Celik carefully studied the flat-sided stone, noticing a Latin inscription on its surface.
“Roman garbage,” he muttered, then examined the remaining artifacts before stepping back over to Zeibig.
“You will never again plunder that which belongs to the Ottoman Empire,” he said, his dark eyes staring madly into Zeibig’s pupils. His hand slipped into his coat pocket and retrieved a thin leather cord. He twirled it in front of Zeibig’s face for a moment, then slowly pulled it taut. Celik moved as if stepping away from Zeibig, then turned and whipped the strap over the archaeologist’s head as he whirled behind him. The cord immediately constricted around Zeibig’s neck, and he was jerked to his feet by a firm upward yank.
Zeibig twisted and tried to drive his elbows into Celik, but a guard stepped forward and grabbed his cuffed wrists, pulling his arms forward as the cord tightened around his neck. Zeibig could feel the cord bite into his thorax, and he struggled for air while the blood pounded in his ears. He heard a loud pop and wondered if the sound was his eardrum bursting.
Celik heard the sound as well but ignored it, his eyes ablaze with bloodlust. Then a second blast erupted nearby, shaking the entire building with the accompanying force of a thundering boom. Celik nearly lost his balance as the floor vibrated and window glass shattered upstairs. He instinctively released his grip on the leather garrote.
“Go see what that was,” he barked at Maria.

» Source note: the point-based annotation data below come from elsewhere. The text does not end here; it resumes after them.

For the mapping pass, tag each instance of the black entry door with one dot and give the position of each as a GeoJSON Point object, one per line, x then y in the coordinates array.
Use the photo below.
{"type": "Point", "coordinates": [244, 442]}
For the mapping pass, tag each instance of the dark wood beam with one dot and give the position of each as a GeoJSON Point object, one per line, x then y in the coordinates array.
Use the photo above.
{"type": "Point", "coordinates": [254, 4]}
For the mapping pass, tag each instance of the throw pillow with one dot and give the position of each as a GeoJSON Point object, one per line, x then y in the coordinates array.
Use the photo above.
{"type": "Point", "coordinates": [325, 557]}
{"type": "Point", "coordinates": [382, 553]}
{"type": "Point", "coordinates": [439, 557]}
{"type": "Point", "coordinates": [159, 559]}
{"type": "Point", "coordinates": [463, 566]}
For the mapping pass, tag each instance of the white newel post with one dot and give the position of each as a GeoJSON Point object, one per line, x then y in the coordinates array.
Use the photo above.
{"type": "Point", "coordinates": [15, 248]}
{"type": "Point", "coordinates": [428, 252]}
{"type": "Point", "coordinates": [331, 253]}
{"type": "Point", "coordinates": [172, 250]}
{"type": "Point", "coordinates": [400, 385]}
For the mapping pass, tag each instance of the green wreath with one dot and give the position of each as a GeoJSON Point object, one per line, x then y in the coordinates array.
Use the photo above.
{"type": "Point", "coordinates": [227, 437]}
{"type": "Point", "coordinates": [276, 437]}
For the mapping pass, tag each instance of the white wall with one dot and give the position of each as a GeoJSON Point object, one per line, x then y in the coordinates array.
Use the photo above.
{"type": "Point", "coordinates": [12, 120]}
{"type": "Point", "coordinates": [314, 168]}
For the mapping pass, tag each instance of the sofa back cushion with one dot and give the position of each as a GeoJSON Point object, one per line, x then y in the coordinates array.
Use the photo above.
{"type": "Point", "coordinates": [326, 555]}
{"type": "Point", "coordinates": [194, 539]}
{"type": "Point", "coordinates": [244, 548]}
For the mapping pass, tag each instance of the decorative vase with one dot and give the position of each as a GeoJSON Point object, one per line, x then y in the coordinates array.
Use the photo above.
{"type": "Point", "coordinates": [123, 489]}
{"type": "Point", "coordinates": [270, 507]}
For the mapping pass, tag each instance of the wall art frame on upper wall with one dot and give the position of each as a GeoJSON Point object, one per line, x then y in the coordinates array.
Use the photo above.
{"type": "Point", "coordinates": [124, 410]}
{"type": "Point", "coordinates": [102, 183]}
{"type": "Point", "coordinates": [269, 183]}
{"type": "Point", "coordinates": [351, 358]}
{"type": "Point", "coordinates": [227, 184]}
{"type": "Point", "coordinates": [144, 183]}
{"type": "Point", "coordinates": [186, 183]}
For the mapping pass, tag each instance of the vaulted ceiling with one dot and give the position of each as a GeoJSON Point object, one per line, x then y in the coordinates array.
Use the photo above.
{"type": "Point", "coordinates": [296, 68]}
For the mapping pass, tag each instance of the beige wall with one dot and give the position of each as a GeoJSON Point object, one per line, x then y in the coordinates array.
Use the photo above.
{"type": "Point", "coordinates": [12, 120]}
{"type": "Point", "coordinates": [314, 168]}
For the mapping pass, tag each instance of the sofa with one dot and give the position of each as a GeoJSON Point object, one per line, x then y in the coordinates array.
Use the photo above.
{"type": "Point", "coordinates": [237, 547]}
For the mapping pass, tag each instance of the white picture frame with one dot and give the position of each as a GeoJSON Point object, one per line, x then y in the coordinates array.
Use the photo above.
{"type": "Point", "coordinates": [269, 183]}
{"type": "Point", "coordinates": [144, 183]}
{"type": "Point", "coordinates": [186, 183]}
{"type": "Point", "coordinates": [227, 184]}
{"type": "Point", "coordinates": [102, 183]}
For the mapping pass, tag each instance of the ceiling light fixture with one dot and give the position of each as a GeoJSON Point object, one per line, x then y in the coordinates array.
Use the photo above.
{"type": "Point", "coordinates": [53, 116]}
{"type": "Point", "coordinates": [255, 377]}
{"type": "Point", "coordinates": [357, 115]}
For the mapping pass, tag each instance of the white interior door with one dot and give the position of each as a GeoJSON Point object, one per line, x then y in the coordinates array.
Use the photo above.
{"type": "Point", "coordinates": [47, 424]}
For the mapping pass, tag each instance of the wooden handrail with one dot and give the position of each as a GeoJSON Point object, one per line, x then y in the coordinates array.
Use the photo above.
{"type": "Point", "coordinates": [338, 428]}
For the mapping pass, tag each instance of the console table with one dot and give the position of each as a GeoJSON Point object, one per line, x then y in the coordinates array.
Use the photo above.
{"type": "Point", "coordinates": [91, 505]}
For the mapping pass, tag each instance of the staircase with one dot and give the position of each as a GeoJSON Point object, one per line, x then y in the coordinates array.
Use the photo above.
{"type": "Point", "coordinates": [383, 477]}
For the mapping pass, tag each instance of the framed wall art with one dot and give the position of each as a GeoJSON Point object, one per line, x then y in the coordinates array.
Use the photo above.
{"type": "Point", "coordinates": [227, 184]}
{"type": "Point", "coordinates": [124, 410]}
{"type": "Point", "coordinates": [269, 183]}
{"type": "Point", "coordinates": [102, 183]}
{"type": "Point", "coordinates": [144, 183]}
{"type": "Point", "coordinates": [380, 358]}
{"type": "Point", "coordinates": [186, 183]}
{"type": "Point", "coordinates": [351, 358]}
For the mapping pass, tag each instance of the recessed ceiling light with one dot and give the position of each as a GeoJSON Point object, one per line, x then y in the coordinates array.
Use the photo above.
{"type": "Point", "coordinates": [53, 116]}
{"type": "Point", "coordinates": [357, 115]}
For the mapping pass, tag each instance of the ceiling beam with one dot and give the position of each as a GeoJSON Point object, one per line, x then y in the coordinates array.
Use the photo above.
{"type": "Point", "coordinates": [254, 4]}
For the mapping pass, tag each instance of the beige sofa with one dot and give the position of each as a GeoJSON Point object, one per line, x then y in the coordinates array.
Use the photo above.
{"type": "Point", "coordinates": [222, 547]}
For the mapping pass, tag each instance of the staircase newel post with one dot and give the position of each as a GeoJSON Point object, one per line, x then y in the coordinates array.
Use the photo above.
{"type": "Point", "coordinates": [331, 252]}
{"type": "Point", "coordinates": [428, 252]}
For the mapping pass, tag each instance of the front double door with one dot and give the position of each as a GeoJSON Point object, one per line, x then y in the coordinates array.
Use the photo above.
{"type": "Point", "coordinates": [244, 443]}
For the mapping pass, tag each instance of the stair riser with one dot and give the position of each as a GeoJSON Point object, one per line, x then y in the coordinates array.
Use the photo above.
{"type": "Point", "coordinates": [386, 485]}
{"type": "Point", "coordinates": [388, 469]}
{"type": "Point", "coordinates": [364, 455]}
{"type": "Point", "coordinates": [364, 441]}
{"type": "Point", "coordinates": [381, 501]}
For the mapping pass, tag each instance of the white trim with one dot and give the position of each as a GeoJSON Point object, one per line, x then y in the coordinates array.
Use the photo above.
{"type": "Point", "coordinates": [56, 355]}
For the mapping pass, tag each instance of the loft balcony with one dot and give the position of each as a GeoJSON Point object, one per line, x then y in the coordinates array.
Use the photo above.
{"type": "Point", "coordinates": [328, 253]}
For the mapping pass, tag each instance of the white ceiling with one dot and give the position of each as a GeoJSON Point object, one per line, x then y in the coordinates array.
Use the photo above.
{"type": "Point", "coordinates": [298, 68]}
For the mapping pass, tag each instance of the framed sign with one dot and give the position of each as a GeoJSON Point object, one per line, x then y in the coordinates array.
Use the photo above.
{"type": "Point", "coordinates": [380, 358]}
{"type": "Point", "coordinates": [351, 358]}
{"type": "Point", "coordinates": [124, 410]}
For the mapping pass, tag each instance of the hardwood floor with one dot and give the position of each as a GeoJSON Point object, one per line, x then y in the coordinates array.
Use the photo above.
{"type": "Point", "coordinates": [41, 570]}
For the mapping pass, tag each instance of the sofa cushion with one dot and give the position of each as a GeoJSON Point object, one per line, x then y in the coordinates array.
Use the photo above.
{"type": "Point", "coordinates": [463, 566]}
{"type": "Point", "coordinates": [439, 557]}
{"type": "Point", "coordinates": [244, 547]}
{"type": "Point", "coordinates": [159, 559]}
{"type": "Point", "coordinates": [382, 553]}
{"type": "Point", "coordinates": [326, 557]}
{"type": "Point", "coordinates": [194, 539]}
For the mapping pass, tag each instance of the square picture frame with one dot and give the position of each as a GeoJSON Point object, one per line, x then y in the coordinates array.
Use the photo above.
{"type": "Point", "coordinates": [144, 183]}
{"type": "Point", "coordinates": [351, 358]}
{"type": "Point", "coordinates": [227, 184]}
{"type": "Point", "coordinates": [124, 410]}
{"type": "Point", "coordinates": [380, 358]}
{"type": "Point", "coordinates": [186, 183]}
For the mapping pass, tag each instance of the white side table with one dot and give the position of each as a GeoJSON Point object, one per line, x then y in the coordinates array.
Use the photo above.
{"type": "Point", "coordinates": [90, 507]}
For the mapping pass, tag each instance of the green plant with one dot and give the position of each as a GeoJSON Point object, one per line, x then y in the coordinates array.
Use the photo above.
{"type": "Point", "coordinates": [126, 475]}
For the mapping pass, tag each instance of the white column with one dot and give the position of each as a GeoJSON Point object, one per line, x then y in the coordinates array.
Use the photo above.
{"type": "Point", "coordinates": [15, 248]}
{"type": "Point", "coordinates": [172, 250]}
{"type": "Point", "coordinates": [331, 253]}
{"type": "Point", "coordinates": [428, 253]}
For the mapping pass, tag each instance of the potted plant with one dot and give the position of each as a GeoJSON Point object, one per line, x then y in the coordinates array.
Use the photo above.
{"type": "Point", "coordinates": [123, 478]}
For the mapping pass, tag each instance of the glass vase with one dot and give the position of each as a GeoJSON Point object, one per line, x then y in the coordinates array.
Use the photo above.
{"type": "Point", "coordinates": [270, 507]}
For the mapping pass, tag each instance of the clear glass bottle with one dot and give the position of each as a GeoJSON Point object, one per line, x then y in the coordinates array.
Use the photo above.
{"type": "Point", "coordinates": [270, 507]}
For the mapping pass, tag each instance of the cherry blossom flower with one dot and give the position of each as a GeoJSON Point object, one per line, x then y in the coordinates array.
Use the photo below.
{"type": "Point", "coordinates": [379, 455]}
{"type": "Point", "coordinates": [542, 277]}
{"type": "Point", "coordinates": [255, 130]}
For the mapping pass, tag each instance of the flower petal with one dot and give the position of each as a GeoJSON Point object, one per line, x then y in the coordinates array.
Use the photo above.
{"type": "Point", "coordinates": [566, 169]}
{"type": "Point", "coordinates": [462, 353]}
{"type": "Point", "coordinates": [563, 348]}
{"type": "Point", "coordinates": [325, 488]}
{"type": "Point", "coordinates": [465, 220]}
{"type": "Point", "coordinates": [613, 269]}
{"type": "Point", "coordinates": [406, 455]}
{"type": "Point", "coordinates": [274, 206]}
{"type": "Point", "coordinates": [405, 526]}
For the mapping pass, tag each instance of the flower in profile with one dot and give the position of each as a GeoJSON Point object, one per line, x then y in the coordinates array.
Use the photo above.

She nodded and quickly followed the foreman out the front door to investigate. Celik immediately tightened his grip on the leather strap as the guard remained stationary, holding firm to Zeibig’s wrists.
Zeibig had managed to suck in a few breaths of air during the interlude and renewed his efforts to break free. But Celik jabbed a shoulder into his back, turning as he pulled on the leather strap and nearly pulling the archaeologist off his feet.
Turning red and feeling his head pounding as he gasped for air, Zeibig gazed into the eyes of the guard, who smiled back at him sadistically. But then a puzzled look crossed the guard’s face. Zeibig heard a muffled thump, then felt the leather strap suddenly slip free from his neck.
The guard let go of Zeibig’s wrists and quickly fumbled inside his jacket. In the fuzzy, oxygen-deprived recesses of Zeibig’s brain, he knew the man was reaching for a gun. With a sudden impulse that felt like it was happening in slow motion, Zeibig leaned forward and grabbed the guard’s sleeve. The guard hastily tried to shake the hand free before finally shoving the archaeologist away with his free arm. As he gripped his handgun in a shoulder holster, an object whizzed by and struck him in the face. He staggered a bit until a second blow hit home and he crumpled unconscious to the floor.
Zeibig turned with blurry vision to see a man standing beside him, holding a wooden mallet in his hand, a grim look of satisfaction on his face. Coughing and sputtering for air, Zeibig smiled as his senses revived and he could see that it was Pitt.